LAS VEGAS (KLAS) — Lawmakers are likely to wrap up voting on the state legislature’s newly-released bill outlining the funding for the Oakland A’s to build a stadium on the Las Vegas Strip, the 8 News Now Investigators confirmed on Saturday.
State Sen. Scott Hammond (R-Clark County) said the bill is likely to end up before the Senate Finance Committee on Monday and end on the Senate floor shortly thereafter.
“We have to go through the whole bill and make sure we understand the creation of a tax district that we’re going to be doing, enhancements from the state … How long the bond is going to be issued for,” Hammond said. “We just have a multitude of questions. I think we’re just going through the bill, line by line.”
Hammond confirmed that the A’s – who he expects to pay well over $1 billion to get the stadium built at the site of the Tropicana Hotel – are looking for $380 million of public funding. The state would contribute $180 million of that, half of which would be repaid with tax revenue generated by the ballpark. 8 News Now revealed renderings of the state-of-the-art ballpark with views of the Las Vegas Strip on Friday.
Clark County, Hammond said, would be on the hook for $145 million, much of that from bonds that the county would pay down over time.
“Their portion of it is making sure they can bond,” Hammond said. “And so that’s the portion they’ll be contributing to it.”
Additionally, $25 million will be generated by a special tax district in and around the stadium, Hammond confirmed.

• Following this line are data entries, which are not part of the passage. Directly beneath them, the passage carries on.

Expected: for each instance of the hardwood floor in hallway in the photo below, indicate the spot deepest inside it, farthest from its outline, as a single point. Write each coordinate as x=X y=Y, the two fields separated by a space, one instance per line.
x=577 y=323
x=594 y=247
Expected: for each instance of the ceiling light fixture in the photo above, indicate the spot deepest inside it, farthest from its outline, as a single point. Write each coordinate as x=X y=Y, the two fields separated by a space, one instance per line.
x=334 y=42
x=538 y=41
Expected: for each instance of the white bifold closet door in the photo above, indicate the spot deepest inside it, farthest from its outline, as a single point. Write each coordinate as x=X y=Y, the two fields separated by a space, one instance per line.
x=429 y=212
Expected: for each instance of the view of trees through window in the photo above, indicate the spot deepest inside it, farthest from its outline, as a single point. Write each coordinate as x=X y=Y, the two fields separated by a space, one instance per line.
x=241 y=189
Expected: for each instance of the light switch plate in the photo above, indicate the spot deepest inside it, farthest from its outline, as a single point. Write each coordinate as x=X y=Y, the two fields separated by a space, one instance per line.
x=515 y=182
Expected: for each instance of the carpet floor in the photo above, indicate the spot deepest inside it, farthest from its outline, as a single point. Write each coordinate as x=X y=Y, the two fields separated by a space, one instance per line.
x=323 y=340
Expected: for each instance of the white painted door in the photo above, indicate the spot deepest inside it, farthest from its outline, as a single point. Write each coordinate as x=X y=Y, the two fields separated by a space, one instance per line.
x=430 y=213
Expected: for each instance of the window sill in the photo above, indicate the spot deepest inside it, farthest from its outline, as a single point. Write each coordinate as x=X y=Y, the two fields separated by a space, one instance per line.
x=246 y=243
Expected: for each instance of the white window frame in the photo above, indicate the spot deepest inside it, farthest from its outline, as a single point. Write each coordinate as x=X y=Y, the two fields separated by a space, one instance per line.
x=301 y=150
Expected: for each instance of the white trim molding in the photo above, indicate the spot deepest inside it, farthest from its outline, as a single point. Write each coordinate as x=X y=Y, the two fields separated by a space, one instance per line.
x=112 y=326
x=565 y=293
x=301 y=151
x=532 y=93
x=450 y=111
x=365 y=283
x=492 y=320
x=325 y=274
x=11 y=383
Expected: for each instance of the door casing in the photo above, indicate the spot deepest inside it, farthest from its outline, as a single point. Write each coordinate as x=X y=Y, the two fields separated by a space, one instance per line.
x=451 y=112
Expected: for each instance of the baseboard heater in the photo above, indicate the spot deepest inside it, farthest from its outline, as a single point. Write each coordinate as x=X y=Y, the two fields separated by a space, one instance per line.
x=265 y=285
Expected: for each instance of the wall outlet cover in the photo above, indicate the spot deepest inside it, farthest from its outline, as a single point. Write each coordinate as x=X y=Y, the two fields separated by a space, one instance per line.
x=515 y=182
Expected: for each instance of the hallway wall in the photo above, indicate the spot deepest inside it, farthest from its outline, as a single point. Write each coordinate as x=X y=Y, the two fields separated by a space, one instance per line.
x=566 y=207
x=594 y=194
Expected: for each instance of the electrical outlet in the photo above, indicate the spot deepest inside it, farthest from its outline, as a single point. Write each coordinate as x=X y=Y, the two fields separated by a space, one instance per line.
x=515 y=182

Republican Gov. Joe Lombardo is on record saying that the A’s stadium funding would not include any new taxes. Because the legislature’s stadium plan doesn’t directly raise taxes, the bill needs a simple majority vote in the Senate and Assembly — not two-thirds approval.
When the NFL’s Las Vegas Raiders built Allegiant Stadium and moved to Las Vegas, Clark County added a surcharge on every hotel room in order to increase revenues and help repay the county’s expenditures. The county’s surcharge still exists today despite the Raiders deal having already paid for itself.
“It [the stadium] is basically being funded by whatever is being generated in that area,” Hammond said.
8 News Now attempted to contact each Clark County Commissioner prior to the bill being reduced, and at that time they sent a statement saying that they needed to review the bill first. Now that the bill exists, they continued to refuse to comment, and instead, Jennifer Cooper, a Clark County spokeswoman, sent a statement that reads:
“The County is not in a position to provide anyone on-camera for an interview at this time, understanding that while bill language has been introduced, the bill has not yet been heard.”
The A’s also had no comment, telling 8 News Now, in part: “We are going to respect the legislative process and not comment until after the hearing.”
Hammond, a baseball fan in his own right, acknowledged that the A’s – who owns the lowest payroll, worst record, and lowest attendance in all of Major League Baseball – are “not very good.”
“But then again, I have seen a lot of teams right before they make a move into a new stadium where they don’t have the best team and then in three years you could turn that around,” Hammond said.
Major League Baseball Commissioner Rob Manfred, who has previously expressed his support of the A’s leaving Oakland for Las Vegas, on Thursday said a vote on the Oakland Athletics’ prospective move to Las Vegas could take place when team owners meet June 13-15 in New York.
The bill also calls for funding to provide assistance to homeless people around Clark County, which has struggled to solve a growing unhoused population. It also mandates that at least 15% of the stadium project be completed by small, local businesses.